PM2D: A parallel GPU-based code for the kinetic simulation of laser plasma instabilities at large scales
Description
Laser plasma instabilities (LPIs) have significant influences on the laser energy deposition efficiency and therefore are important processes in inertial confined fusion (ICF). Numerical simulations play important roles in revealing the complex physics of LPIs. Since LPIs are typically a three wave coupling process, the precise simulations of LPIs with kinetic effects require to resolve the laser period (around one femtosecond) and laser wavelength (less than one micron). In the typical ICF experiments, however, LPIs are involved in a spatial scale of several millimeters and a temporal scale of several nanoseconds. Therefore, the precise kinetic simulations of LPIs in such scales require huge computational resources and are hard to be carried out by present kinetic codes like particle-in-cell (PIC) codes.
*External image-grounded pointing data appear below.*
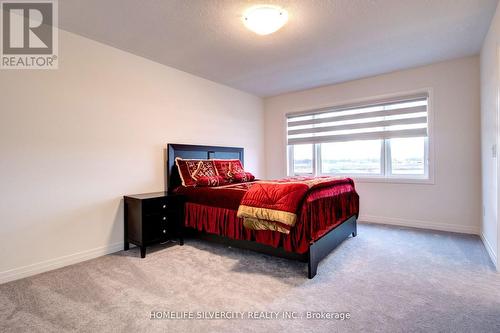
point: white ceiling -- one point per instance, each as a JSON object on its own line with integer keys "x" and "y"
{"x": 324, "y": 42}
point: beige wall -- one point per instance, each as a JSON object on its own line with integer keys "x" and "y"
{"x": 489, "y": 135}
{"x": 73, "y": 141}
{"x": 453, "y": 201}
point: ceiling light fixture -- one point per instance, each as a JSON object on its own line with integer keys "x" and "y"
{"x": 265, "y": 19}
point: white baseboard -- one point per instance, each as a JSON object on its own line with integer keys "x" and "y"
{"x": 48, "y": 265}
{"x": 490, "y": 250}
{"x": 420, "y": 224}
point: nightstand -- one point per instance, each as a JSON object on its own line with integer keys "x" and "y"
{"x": 153, "y": 218}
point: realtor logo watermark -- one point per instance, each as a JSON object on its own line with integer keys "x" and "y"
{"x": 29, "y": 34}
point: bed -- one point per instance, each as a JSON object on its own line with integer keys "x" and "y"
{"x": 326, "y": 217}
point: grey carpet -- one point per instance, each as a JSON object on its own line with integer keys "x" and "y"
{"x": 389, "y": 279}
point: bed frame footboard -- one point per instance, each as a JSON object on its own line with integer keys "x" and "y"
{"x": 326, "y": 244}
{"x": 317, "y": 250}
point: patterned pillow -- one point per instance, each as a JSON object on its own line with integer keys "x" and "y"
{"x": 211, "y": 181}
{"x": 242, "y": 177}
{"x": 191, "y": 170}
{"x": 226, "y": 168}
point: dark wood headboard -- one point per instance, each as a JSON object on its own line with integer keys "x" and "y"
{"x": 196, "y": 152}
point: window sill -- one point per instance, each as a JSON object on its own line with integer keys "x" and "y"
{"x": 422, "y": 181}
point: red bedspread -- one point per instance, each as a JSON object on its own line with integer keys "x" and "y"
{"x": 214, "y": 209}
{"x": 273, "y": 205}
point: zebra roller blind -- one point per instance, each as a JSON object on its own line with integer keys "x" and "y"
{"x": 400, "y": 118}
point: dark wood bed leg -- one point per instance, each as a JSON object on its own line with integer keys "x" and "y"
{"x": 326, "y": 244}
{"x": 312, "y": 265}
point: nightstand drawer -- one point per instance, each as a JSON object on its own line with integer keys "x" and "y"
{"x": 156, "y": 228}
{"x": 153, "y": 218}
{"x": 155, "y": 206}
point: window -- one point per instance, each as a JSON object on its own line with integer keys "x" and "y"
{"x": 380, "y": 140}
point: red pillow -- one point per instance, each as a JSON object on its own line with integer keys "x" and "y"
{"x": 211, "y": 181}
{"x": 226, "y": 168}
{"x": 191, "y": 170}
{"x": 242, "y": 177}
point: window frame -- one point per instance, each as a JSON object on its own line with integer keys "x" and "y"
{"x": 386, "y": 176}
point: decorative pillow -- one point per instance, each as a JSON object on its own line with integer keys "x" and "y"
{"x": 211, "y": 181}
{"x": 206, "y": 168}
{"x": 226, "y": 168}
{"x": 191, "y": 170}
{"x": 242, "y": 177}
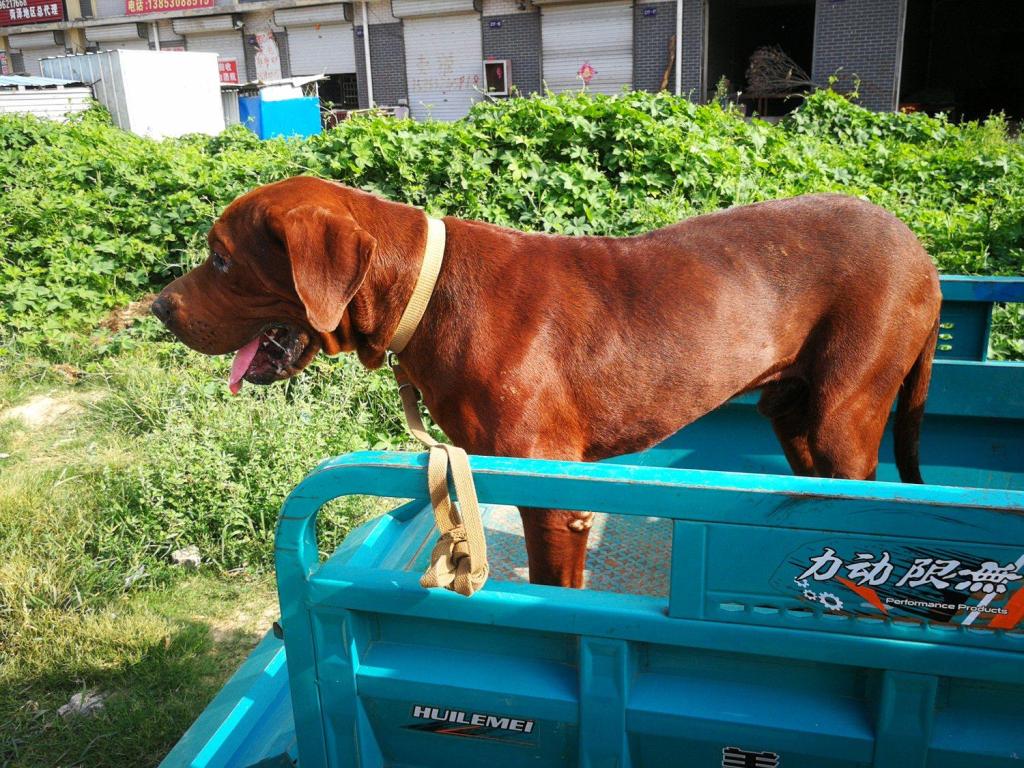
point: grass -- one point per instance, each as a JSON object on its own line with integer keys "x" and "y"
{"x": 130, "y": 450}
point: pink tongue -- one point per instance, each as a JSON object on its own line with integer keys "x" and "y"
{"x": 243, "y": 358}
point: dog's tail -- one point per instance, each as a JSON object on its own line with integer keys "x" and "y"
{"x": 910, "y": 411}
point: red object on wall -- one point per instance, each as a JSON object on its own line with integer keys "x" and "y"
{"x": 15, "y": 12}
{"x": 228, "y": 69}
{"x": 158, "y": 6}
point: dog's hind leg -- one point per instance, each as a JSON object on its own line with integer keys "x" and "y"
{"x": 785, "y": 402}
{"x": 556, "y": 545}
{"x": 847, "y": 425}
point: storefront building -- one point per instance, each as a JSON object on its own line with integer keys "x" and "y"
{"x": 437, "y": 57}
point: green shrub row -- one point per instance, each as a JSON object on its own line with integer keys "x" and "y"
{"x": 91, "y": 216}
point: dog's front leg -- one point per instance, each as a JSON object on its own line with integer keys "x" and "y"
{"x": 556, "y": 545}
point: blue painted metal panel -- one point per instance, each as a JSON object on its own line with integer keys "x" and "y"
{"x": 294, "y": 117}
{"x": 248, "y": 722}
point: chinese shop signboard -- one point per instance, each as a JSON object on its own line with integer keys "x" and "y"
{"x": 15, "y": 12}
{"x": 160, "y": 6}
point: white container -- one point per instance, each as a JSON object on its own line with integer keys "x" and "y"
{"x": 152, "y": 93}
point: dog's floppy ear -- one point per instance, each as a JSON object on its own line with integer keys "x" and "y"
{"x": 330, "y": 257}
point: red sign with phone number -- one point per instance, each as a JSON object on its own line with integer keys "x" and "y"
{"x": 13, "y": 12}
{"x": 158, "y": 6}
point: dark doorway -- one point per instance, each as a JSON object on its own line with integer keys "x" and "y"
{"x": 737, "y": 28}
{"x": 339, "y": 91}
{"x": 965, "y": 58}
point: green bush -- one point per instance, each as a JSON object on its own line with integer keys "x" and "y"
{"x": 91, "y": 216}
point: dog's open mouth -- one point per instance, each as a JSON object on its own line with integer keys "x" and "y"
{"x": 278, "y": 352}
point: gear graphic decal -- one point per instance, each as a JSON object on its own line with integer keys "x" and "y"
{"x": 830, "y": 601}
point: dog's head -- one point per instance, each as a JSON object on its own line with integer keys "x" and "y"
{"x": 284, "y": 262}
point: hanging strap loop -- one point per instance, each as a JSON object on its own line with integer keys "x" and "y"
{"x": 459, "y": 560}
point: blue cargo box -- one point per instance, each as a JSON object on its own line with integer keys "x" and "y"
{"x": 293, "y": 117}
{"x": 735, "y": 615}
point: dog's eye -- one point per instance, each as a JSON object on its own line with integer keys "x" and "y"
{"x": 219, "y": 262}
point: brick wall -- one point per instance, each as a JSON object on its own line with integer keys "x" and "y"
{"x": 387, "y": 59}
{"x": 653, "y": 27}
{"x": 865, "y": 39}
{"x": 517, "y": 38}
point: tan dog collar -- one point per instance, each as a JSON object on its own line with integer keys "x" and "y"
{"x": 431, "y": 267}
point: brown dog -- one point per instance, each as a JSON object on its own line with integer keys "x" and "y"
{"x": 581, "y": 348}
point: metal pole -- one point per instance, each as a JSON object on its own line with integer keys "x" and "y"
{"x": 679, "y": 47}
{"x": 366, "y": 53}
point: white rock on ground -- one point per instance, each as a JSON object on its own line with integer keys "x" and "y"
{"x": 87, "y": 702}
{"x": 187, "y": 557}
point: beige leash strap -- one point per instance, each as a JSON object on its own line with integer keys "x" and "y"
{"x": 459, "y": 560}
{"x": 429, "y": 269}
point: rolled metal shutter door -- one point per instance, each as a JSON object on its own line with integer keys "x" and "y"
{"x": 119, "y": 36}
{"x": 443, "y": 65}
{"x": 320, "y": 40}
In this paper, a full wave fluid model of LPIs is constructed and numerically solved by the particle-mesh method, where the plasma is described by macro particles that can move across the mesh grids freely. Based upon this model, a two-dimensional (2D) GPU code named PM2D is developed. The PM2D code can simulate the kinetic effects of LPIs self-consistently as normal PIC codes. Moreover, as the physical model adopted in the PM2D code is specifically constructed for LPIs, the required macro particles per grid in the simulations can be largely reduced and thus overall simulation cost is considerably reduced comparing with PIC codes. More importantly, the numerical noise in the PM2D code is much lower, which makes it more robust than PIC codes in the simulation of LPIs for the long-time scale above 10 picoseconds. After the distributed computing is realized, our PM2D code is able to run on GPU clusters with a total mesh grids up to several billions, which meets the requirements for the simulations of LPIs at ICF experimental scale with reasonable cost.